Osmanlılar’ın Müstegānim’deki varlıkları sebebiyle çevredeki Arap kabileleri bu yerleşim yerine fazla nüfuz edemediler. Zamanla buraya Endülüslü müslümanların yerleştirilmesiyle üç farklı unsur birbiriyle kaynaştı. Özellikle Arap kabilelerinden Sahrâ bölgesinde yaşayanlar şehre gelince buranın nüfusu arttı. Endülüslü ailelerin gelmesiyle bölgede ziraata önem verildi ve yöredeki köyler kalkındı. Önce Araplar, ardından Türkler çevrede yeni merkezler kurdular. Türkler ve bunların yerli kadınlarla evliliğinden doğan çocuklarının oluşturduğu Kuloğlu denen yeni nesil Ayn Sefra’da ikamet ediyordu. Beylik idaresi de bu mahalledeydi. Şehrin Bâbüşşelif, Bâbümücâher, Bâbümuasker, Ervez ve Marina isimli beş kapısı vardı. Burası, XVIII. yüzyılın sonuna kadar beyliğin en önemli merkezlerinden biri olarak kaldı. 1206’da (1792) Vehrân şehri İspanyollar’dan kesin olarak kurtarılınca Cezayir’in batı eyaletinin merkezi oraya taşındı ve Müstegānim ahalisinden önemli bir kısmı yeni merkeze götürülerek yerleştirildi. 1830’da Cezayir’in Fransa tarafından işgali esnasında Müstegānim halkının çoğunluğunu Kergalî ve Arap kökenli Hadarî isimli iki kabile oluşturuyordu. Fransızlar’ın gelişiyle birlikte halkın içinde görüş ayrılıkları ortaya çıktı ve bazı şehirlerde Kergalî ile Araplar arasında zaman zaman kanlı çarpışmalar oldu. Hadarî toplumunun Vehrân’daki Fransız birliğinden yardım istemesi onların burayı ele geçirmeleri için bir sebep oldu. 28 Temmuz 1833’te Müstegānim’in Türk beyi İbrâhim şehrin kapısına dayanan Fransız Generali Desmichels’in yanına gitti ve onunla anlaşarak görevinde kaldı. Fransızlar’ın işgal ettiği şehirde o sırada toplam 3000 kişi yaşıyordu.

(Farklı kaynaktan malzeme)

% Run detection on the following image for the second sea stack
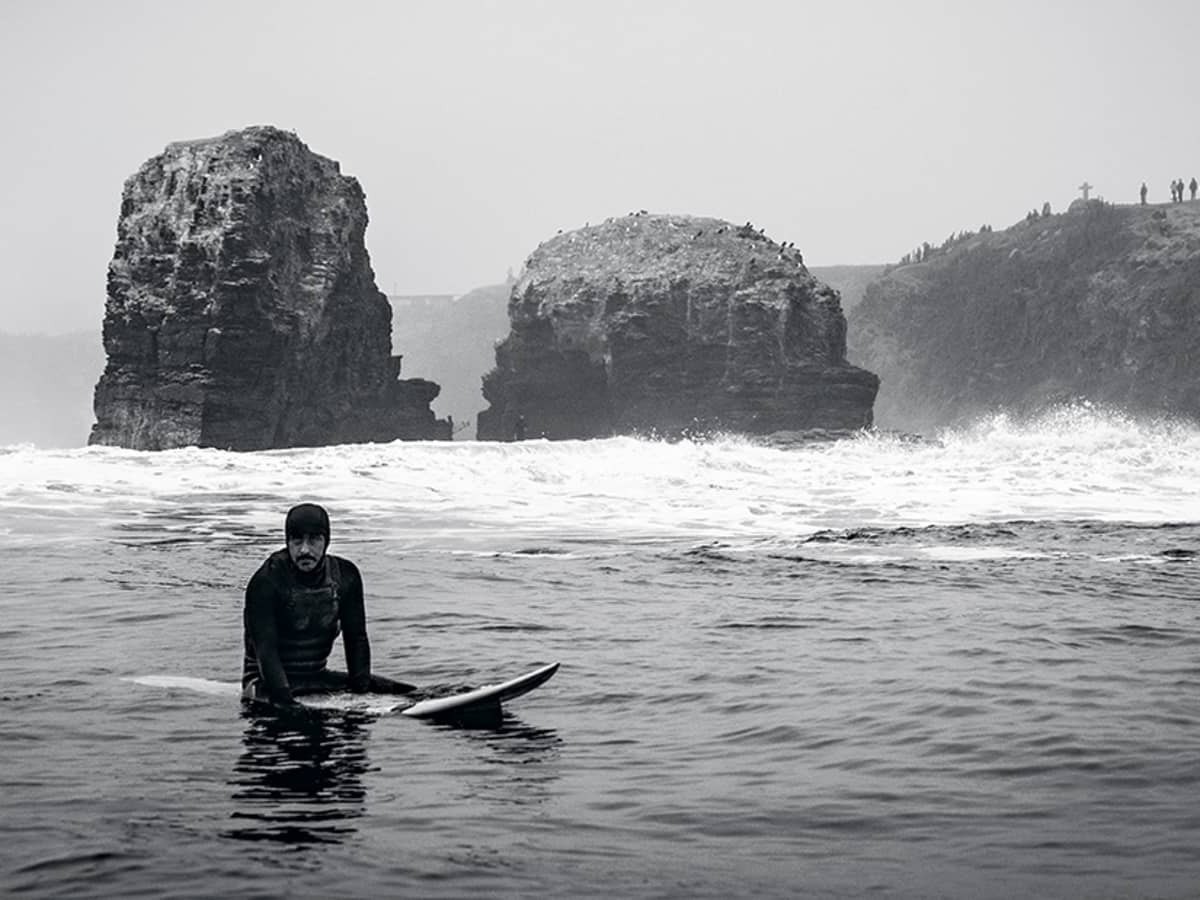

Fas sultanı tarafından desteklenen Emîr Abdülkādir el-Cezâirî, Müstegānim’e saldırıya geçtiyse de Fransız birlikleri tarafından püskürtüldü. 26 Şubat 1834’te Desmichels ile anlaşan Emîr Abdülkādir Fransızlar’dan mühimmat ve Erzev’in kontrolünü aldıysa da 8 Aralık 1834’te Müstegānim ve çevresi Fransızlar’ca tamamen işgal edildi. 20 Mayıs 1837’de Tefna Antlaşması ile Cezayir’in bir parçası olan Müstegānim de Fransız sömürgesi ilân edildi. 1838’de Müstegānim’i ziyaret eden Cezayir Başpiskoposu Dupuch buradaki bir camiyi kiliseye çevirerek Saint Jean Baptiste adını verdi. 1840’ta Müstegānim’in bir mahallesi olan Mezgarân’da Fransızlar’a büyük bir direniş başladı.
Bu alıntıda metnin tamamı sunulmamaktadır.